Waterworld's Warnings

I don’t know why I’m admitting this, but I watched Waterworld this past weekend.

Maybe it was because of the post tailgate daze, or the Taqueria La Vaquita-induced food coma spell. From start to finish, I was unable to tear my eyes away. It was like watching a train wreck. Except a train wreck where Kevin Costner was drinking his own urine and had webbed feet.

Waterworld is one of those movies where you just can’t help but ask yourself, “What the f—?” At a budget, inflation adjusted, of $251 million, it is the (source-depending) fourth or sixth most expensive movie ever made, and star Kevin Costner supplied $20 million of his own fortune for its production. That check didn’t even get Costner a Razzie.

As I watched a one-eyed Dennis Hopper and thousands of extras whose homeless-looking wardrobes probably each cost a year of Duke tuition, I pondered many questions: were the makers of Waterworld convinced that it would revolutionize cinema? Doesn’t Jean Tripplehorn look just like Michael Jackson? How much would one of those flame-throwing jet skis go for on eBay?
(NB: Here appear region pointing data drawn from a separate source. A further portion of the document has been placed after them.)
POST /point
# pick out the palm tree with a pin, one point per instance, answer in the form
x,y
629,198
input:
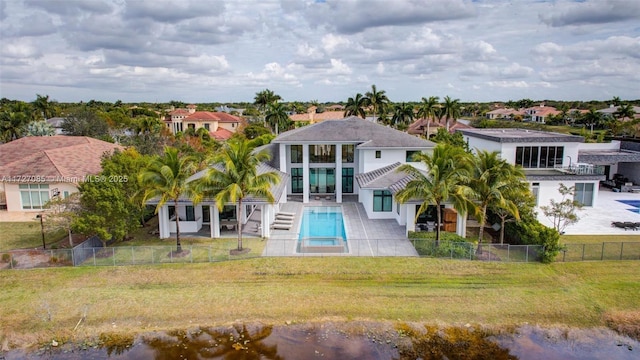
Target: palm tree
x,y
516,197
402,114
448,170
491,177
624,111
450,109
235,176
166,179
277,117
264,98
11,124
377,99
355,106
428,110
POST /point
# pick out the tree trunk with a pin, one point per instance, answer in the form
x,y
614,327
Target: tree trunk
x,y
178,245
438,217
239,216
481,230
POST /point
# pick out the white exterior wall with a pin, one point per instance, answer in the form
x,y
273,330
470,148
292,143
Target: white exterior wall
x,y
14,201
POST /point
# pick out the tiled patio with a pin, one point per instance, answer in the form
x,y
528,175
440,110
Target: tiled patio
x,y
364,237
597,220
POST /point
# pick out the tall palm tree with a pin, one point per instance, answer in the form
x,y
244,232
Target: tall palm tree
x,y
235,176
277,117
491,177
166,179
355,106
624,111
428,109
450,109
263,99
448,169
377,99
402,114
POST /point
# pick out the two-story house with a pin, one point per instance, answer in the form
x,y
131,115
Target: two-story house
x,y
548,159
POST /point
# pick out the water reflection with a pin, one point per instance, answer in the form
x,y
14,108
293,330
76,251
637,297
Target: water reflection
x,y
365,340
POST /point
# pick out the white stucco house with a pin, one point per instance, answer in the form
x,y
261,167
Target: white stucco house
x,y
339,160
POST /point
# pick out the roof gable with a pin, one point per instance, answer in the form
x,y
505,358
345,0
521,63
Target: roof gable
x,y
354,130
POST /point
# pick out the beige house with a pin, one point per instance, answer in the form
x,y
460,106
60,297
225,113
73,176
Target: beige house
x,y
182,119
35,169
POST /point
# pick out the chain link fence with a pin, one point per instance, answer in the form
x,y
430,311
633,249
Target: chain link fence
x,y
600,251
220,251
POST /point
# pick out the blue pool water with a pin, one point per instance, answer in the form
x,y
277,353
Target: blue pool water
x,y
324,222
634,203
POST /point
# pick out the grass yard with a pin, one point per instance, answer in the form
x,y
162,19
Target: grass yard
x,y
26,235
39,305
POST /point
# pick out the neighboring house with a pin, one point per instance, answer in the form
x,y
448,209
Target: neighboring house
x,y
612,109
312,117
35,169
182,119
548,159
56,124
332,160
504,113
540,113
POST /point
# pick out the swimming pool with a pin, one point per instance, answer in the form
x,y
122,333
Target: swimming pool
x,y
322,230
634,203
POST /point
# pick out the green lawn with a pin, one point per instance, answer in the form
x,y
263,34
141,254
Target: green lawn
x,y
26,235
41,304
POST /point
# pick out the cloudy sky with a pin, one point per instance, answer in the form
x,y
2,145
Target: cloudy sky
x,y
225,51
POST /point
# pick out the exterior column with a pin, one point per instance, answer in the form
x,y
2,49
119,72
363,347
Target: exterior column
x,y
338,173
411,218
211,227
215,221
264,220
305,173
163,222
461,225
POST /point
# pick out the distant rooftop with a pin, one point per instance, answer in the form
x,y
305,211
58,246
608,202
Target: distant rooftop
x,y
520,135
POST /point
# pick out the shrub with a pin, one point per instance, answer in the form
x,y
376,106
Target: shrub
x,y
451,245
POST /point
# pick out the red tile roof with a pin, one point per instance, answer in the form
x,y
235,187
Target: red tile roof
x,y
212,116
53,157
221,134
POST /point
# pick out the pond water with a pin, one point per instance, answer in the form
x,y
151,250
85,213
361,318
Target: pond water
x,y
356,340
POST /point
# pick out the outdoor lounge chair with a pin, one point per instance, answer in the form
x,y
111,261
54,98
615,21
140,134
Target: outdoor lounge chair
x,y
281,226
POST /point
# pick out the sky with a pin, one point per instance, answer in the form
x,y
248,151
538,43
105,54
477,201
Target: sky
x,y
226,51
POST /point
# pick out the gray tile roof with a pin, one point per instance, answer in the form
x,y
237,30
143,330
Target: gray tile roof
x,y
354,130
520,135
384,178
603,157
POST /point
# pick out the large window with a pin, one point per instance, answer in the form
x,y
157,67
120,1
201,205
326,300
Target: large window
x,y
296,181
322,153
584,194
347,180
322,180
382,200
539,156
410,154
296,154
34,196
348,151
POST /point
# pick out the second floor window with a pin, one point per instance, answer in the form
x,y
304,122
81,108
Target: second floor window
x,y
539,156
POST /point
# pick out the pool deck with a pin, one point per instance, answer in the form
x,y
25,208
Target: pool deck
x,y
597,220
365,237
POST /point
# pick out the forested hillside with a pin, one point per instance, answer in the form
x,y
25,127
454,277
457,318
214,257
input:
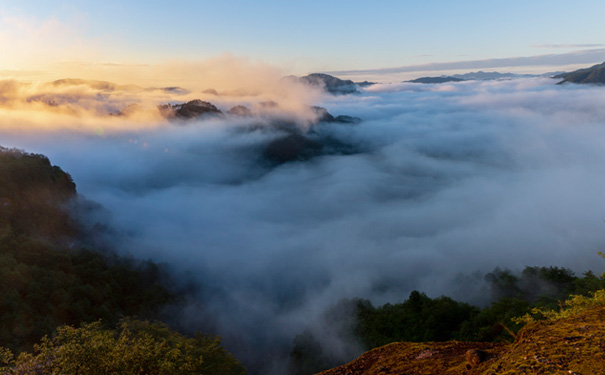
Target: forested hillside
x,y
48,279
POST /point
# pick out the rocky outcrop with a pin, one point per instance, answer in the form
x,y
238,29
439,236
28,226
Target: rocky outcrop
x,y
191,110
442,79
595,75
240,110
570,345
331,84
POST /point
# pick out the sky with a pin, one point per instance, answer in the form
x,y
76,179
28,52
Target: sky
x,y
97,38
435,183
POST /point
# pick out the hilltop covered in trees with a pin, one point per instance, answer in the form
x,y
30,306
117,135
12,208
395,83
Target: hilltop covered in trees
x,y
51,282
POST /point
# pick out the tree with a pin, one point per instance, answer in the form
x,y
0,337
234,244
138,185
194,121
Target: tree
x,y
135,347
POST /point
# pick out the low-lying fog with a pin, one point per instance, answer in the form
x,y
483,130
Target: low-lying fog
x,y
437,181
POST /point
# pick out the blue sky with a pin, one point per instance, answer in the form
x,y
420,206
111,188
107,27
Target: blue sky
x,y
312,35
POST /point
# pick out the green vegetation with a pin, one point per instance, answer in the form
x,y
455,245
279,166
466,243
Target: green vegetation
x,y
423,319
51,283
569,341
136,347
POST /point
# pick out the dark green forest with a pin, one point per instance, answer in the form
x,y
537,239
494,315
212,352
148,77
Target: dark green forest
x,y
69,307
53,285
424,319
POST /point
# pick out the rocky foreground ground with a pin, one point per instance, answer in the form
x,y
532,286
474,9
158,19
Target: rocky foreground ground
x,y
573,345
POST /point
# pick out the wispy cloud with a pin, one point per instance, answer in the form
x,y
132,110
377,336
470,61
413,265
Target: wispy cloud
x,y
562,46
588,56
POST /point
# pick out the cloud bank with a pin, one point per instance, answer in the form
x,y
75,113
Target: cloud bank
x,y
587,56
448,179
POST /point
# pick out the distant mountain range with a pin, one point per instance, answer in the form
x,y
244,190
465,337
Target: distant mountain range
x,y
595,75
442,79
331,84
478,76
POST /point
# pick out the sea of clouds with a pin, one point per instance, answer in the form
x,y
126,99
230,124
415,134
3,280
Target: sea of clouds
x,y
446,180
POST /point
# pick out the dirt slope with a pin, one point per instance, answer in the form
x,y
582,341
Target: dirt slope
x,y
574,345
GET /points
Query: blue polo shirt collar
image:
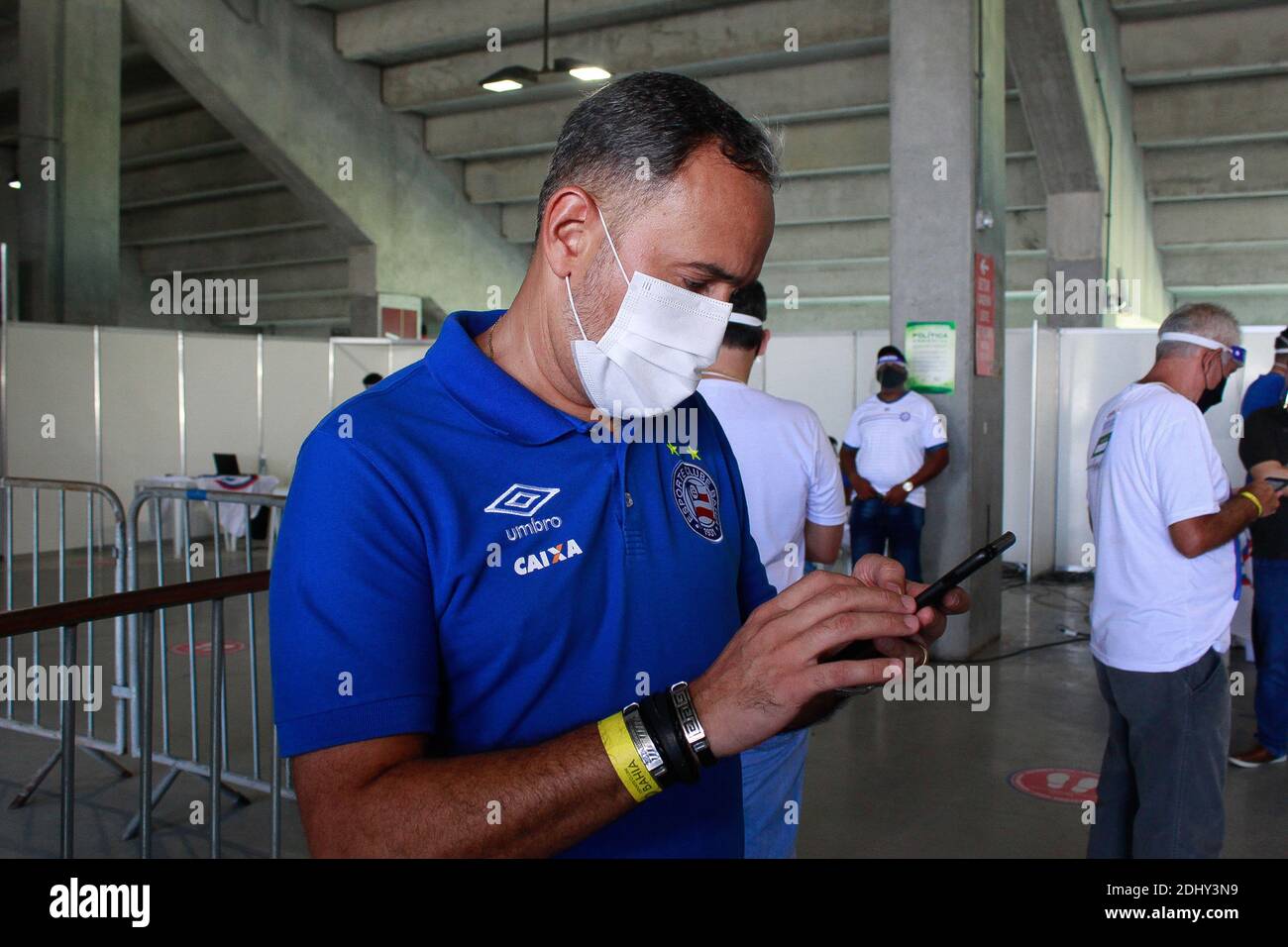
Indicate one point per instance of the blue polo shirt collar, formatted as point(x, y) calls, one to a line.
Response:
point(485, 392)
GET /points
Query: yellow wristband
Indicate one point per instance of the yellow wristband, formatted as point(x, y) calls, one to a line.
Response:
point(621, 753)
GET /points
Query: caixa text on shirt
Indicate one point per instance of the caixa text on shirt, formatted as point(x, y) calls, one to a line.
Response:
point(553, 556)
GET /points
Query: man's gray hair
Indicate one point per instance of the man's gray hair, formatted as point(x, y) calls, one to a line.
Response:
point(1209, 320)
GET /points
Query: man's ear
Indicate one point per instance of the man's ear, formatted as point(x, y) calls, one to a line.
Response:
point(566, 237)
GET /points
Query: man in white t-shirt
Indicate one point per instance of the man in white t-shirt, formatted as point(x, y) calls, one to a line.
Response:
point(797, 512)
point(894, 446)
point(1167, 582)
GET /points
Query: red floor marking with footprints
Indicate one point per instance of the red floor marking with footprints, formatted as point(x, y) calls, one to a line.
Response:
point(1056, 784)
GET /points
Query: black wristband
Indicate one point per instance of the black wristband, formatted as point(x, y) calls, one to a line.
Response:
point(664, 725)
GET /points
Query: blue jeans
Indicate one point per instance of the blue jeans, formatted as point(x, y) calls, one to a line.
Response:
point(773, 775)
point(875, 522)
point(1270, 642)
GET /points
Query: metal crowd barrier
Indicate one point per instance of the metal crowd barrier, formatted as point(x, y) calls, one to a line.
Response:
point(146, 603)
point(91, 741)
point(141, 647)
point(228, 771)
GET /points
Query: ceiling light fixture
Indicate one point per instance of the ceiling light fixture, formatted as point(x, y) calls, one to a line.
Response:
point(514, 77)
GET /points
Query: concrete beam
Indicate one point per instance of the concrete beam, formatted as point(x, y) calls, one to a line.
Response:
point(1207, 171)
point(1247, 304)
point(69, 112)
point(855, 89)
point(202, 256)
point(820, 198)
point(406, 30)
point(322, 110)
point(707, 39)
point(948, 98)
point(1210, 46)
point(179, 180)
point(1236, 110)
point(1229, 222)
point(838, 146)
point(871, 277)
point(171, 132)
point(246, 214)
point(1228, 266)
point(1039, 54)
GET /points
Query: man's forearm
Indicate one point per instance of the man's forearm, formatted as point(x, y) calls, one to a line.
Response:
point(1218, 528)
point(519, 802)
point(934, 466)
point(849, 468)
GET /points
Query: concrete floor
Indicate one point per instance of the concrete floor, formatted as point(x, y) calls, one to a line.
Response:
point(884, 779)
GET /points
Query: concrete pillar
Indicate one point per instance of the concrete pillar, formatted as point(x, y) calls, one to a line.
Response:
point(941, 119)
point(69, 159)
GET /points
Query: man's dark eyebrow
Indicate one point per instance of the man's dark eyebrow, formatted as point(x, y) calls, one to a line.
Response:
point(717, 272)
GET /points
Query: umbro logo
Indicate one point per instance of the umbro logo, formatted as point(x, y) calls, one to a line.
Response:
point(522, 500)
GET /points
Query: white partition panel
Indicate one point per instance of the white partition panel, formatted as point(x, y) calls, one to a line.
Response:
point(141, 407)
point(1018, 442)
point(816, 369)
point(220, 401)
point(295, 398)
point(51, 392)
point(1029, 447)
point(1046, 453)
point(353, 363)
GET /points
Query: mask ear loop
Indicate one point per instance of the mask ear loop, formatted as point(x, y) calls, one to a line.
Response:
point(574, 305)
point(568, 283)
point(610, 247)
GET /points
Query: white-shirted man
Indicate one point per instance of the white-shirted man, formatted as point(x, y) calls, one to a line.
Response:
point(894, 446)
point(797, 512)
point(1167, 582)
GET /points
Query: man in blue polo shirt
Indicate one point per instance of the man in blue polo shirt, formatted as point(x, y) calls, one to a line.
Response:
point(471, 577)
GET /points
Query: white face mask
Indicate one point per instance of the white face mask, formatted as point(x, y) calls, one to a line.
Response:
point(651, 357)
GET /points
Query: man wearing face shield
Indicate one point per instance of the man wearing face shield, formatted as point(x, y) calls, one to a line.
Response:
point(1263, 451)
point(896, 444)
point(484, 611)
point(1166, 528)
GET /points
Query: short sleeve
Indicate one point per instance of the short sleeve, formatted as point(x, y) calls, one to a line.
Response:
point(353, 633)
point(1257, 444)
point(1179, 457)
point(825, 501)
point(754, 585)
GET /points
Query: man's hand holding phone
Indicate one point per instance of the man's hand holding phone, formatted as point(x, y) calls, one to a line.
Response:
point(773, 676)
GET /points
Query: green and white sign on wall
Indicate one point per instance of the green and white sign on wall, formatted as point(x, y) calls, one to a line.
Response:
point(931, 354)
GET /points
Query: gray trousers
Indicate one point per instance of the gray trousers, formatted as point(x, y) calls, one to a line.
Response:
point(1162, 780)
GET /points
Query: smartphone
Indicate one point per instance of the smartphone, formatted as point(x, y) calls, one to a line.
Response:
point(935, 591)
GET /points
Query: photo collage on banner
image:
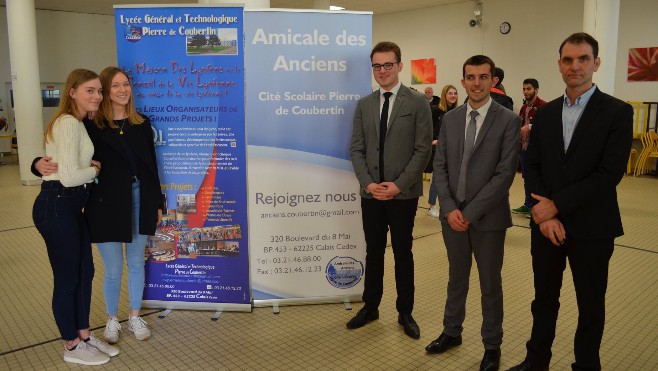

Skyrocketing movie budgets, an increasingly common industry reality, can go one of two ways: critical and financial success (Titanic) or plague-riddled disasters (Cleopatra). I wonder then what will happen with the film about to take the title of most expensive of all time: James Cameron’s Avatar. Cameron’s epic, more than a decade in the making, has been touted as one to change film forever. Cameron has proclaimed the 2-D to 3-D jump to be cinema’s next major transition, following in the footsteps of silent to sound, from black-and-white to color.

But nothing is certain. Avatar’s Web site promises to take you to a “spectacular world beyond imagination.” Please let there be a drought.